Vette(s): Previous: 1984 Silver / Charcoal Coupe, 1988 Maroon Coupe / 1989 Artic White / Mod. Red Int. Coupe, Present:1976 Stingray Black / Black, Auto, 350 slightly modified (355 hp) Luxor Wires Redline Tires. / 2001 Speedway White Vert, Torch Red Int, LS1, Auto.
I do all of the routine maintenace and body cleaning as well. Then up she goes on a lift for winter underbody fun. Fire up the heat turn on some tunes and spend some time underneath checking, repairing and cleaning. After this is complete down she comes for admiration. When the snow gets deep the car becomes a beauty scene for all to see during the garage card game on Saturday afternoon. Like Bob April fools day comes and 2 people are happy. Me because out comes the car and my wife because I shave off my winter beard and the Saturday card games are over.
Vette(s): 1978 Silver Coupe (Andy)L48 with leather Oyster interior.(Born March 22, 1978)
2003 50th Anniversary Edition (Annie) Born January 14, 2003
I've been string my 78 for a lot of years now, and have come up with a personal check list and some beliefs along the way. Its like anything else, do what works for you and were you live.
items on my list
1. Stabilizer in tanks (double the recommended quantity on the bottle)

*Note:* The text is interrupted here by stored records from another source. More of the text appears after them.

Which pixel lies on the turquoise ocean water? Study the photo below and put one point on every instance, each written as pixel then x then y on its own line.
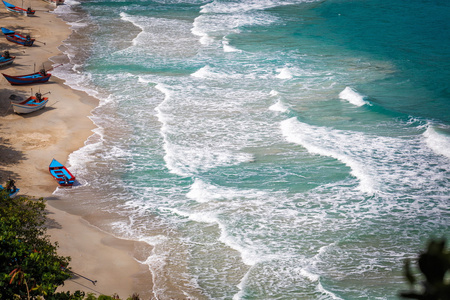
pixel 265 149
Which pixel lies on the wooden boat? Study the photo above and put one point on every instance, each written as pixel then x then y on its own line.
pixel 6 59
pixel 39 77
pixel 30 105
pixel 61 174
pixel 18 38
pixel 16 9
pixel 55 2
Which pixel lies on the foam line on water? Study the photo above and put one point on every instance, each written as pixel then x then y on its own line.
pixel 307 136
pixel 438 142
pixel 352 96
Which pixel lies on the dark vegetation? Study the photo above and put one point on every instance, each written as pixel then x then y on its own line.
pixel 30 267
pixel 434 266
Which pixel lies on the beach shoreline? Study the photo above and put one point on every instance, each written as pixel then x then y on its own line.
pixel 29 142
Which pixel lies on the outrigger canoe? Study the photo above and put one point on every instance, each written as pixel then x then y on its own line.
pixel 61 174
pixel 39 77
pixel 6 59
pixel 30 105
pixel 11 193
pixel 18 38
pixel 16 9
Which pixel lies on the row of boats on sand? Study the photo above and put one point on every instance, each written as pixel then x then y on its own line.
pixel 32 103
pixel 23 106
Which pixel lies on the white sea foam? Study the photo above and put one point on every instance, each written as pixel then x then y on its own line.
pixel 284 73
pixel 438 142
pixel 204 192
pixel 352 96
pixel 310 137
pixel 228 48
pixel 235 7
pixel 278 106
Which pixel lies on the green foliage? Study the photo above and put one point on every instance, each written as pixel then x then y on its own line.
pixel 434 264
pixel 29 264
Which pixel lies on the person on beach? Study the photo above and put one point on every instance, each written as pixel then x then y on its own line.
pixel 10 186
pixel 38 97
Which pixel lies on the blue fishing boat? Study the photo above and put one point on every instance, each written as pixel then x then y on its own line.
pixel 17 38
pixel 20 10
pixel 39 77
pixel 6 59
pixel 61 174
pixel 30 105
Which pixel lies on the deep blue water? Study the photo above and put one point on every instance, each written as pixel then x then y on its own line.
pixel 265 149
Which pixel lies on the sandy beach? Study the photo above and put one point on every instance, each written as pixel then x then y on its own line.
pixel 29 142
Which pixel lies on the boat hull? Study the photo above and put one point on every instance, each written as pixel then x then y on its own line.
pixel 12 193
pixel 61 174
pixel 15 9
pixel 20 39
pixel 6 61
pixel 28 79
pixel 28 106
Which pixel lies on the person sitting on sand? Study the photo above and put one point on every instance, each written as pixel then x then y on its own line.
pixel 38 97
pixel 10 186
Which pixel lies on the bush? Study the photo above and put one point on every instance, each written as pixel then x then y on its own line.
pixel 29 264
pixel 434 264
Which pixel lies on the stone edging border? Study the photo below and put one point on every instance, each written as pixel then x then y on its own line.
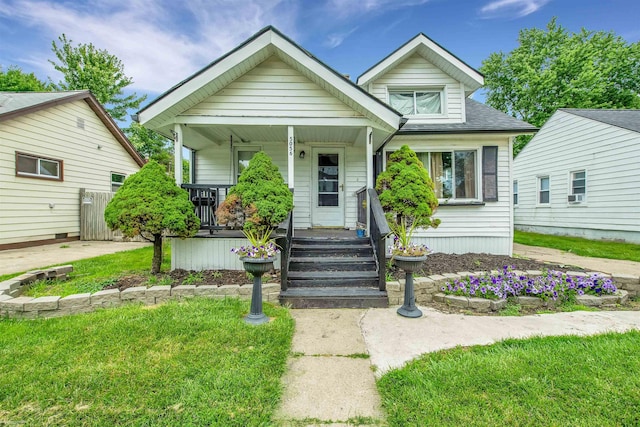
pixel 484 305
pixel 15 306
pixel 426 289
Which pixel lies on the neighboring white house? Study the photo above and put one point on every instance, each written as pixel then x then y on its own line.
pixel 330 137
pixel 580 176
pixel 52 144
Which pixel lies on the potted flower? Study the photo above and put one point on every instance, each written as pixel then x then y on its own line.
pixel 257 204
pixel 408 198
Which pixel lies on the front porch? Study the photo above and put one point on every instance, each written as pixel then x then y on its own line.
pixel 320 267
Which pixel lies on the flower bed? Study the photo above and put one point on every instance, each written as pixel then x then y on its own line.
pixel 551 285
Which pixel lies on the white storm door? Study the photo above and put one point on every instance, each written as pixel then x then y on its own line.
pixel 328 187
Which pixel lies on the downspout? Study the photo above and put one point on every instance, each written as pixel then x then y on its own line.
pixel 378 156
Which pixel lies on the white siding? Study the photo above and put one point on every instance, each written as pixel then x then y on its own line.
pixel 273 89
pixel 89 156
pixel 486 228
pixel 608 154
pixel 208 254
pixel 416 72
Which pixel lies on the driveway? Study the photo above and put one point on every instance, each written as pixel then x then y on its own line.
pixel 25 259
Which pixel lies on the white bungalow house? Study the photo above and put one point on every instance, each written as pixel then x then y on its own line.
pixel 579 176
pixel 52 145
pixel 330 138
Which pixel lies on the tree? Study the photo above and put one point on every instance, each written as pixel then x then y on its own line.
pixel 85 67
pixel 15 80
pixel 554 68
pixel 151 145
pixel 149 204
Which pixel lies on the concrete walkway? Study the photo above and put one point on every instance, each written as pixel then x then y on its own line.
pixel 329 383
pixel 25 259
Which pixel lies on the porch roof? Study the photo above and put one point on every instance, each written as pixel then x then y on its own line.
pixel 167 110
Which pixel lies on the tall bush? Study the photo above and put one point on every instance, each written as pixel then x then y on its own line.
pixel 149 204
pixel 260 201
pixel 406 191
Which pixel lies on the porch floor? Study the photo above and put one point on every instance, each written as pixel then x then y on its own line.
pixel 326 233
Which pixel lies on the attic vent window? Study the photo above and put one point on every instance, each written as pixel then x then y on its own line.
pixel 416 102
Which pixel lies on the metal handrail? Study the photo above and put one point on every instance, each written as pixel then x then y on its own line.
pixel 378 230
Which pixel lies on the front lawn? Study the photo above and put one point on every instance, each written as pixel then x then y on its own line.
pixel 571 381
pixel 579 246
pixel 189 363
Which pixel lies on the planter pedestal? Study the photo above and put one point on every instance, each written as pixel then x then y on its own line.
pixel 256 267
pixel 409 265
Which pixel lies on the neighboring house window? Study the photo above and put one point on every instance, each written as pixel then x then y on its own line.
pixel 543 190
pixel 579 183
pixel 244 157
pixel 33 166
pixel 117 179
pixel 454 173
pixel 415 102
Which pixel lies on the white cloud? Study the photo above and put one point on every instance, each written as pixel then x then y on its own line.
pixel 347 8
pixel 511 8
pixel 335 39
pixel 159 42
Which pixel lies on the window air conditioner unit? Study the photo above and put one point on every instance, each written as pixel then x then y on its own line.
pixel 575 198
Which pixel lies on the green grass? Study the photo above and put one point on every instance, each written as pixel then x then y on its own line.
pixel 93 274
pixel 582 247
pixel 552 381
pixel 192 363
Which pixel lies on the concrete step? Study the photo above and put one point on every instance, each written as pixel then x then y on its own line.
pixel 334 297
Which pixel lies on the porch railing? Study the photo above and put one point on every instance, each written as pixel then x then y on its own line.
pixel 378 230
pixel 206 198
pixel 284 234
pixel 361 205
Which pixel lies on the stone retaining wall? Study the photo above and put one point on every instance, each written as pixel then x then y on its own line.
pixel 425 288
pixel 15 306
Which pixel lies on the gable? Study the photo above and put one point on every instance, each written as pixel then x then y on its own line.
pixel 441 58
pixel 413 72
pixel 164 112
pixel 273 89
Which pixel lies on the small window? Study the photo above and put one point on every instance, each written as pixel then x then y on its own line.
pixel 117 179
pixel 579 183
pixel 29 165
pixel 543 190
pixel 244 157
pixel 410 102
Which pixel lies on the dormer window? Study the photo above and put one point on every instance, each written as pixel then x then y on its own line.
pixel 416 102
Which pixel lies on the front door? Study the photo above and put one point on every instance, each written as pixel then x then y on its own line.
pixel 328 187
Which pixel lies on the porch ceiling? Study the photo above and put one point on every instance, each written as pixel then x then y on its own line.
pixel 258 134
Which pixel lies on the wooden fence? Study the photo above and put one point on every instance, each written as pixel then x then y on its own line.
pixel 92 224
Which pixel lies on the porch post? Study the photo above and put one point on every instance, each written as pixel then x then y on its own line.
pixel 370 183
pixel 291 152
pixel 177 152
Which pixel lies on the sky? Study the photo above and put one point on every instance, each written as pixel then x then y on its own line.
pixel 162 42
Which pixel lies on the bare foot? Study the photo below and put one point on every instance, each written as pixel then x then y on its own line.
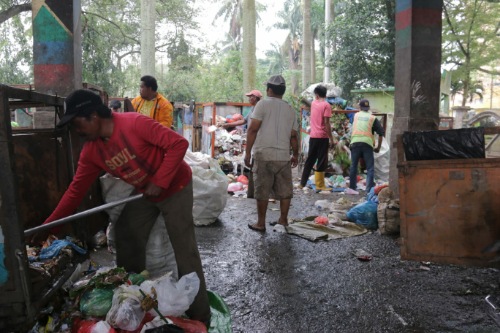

2. Fill the tank with premium (I use this anyways so it doesn't matter)
3. Service the engine. This is oil change/filter. All liquid levels, ie. power steering, brakes, Transmission, Differential, A/C, Windshield washer, ect.. Air in the tires, anti freeze reading.
4. grease all items.
5. Go for a 15 to 30 minute drive (This gets the stabilizer mixed throughout your fule system)
6. wash and wax
7. My garage floor is sealed and painted so I just back her into her winter resting place. I then pull the battery and clean the tray. Then reinstall the battery and connect it up to a battery maintainer. I don't like trickle chargers for this, they never shut off and I've had them kill batteries over the winter.
8. Even though she is in the garage with the our other toys in storage, I do cover her with good quality car cover.
9. I do not start her at all during the winter. In my experience this just does more harm than good, it causes condensation within the engin and exhaust system.
When I pull her out of storage in the spring, she is pretty much ready and to go, and normally starts right up without any fuss at all. Just like my daily driver does.
But remember that we store our cars in a heated garage over the winter (garage temp is kept at 40 degrees) This helps with moisture elemination. Up here it gets down to -0 degrees F. in the winter for long stretches during the winter.
I don't know if this helps you, the one thing that I do recommend though is to develop your own checklist for your needs. This way we won't miss anything each winter. It makes for a more enjoyable spring when you pull her out of storage.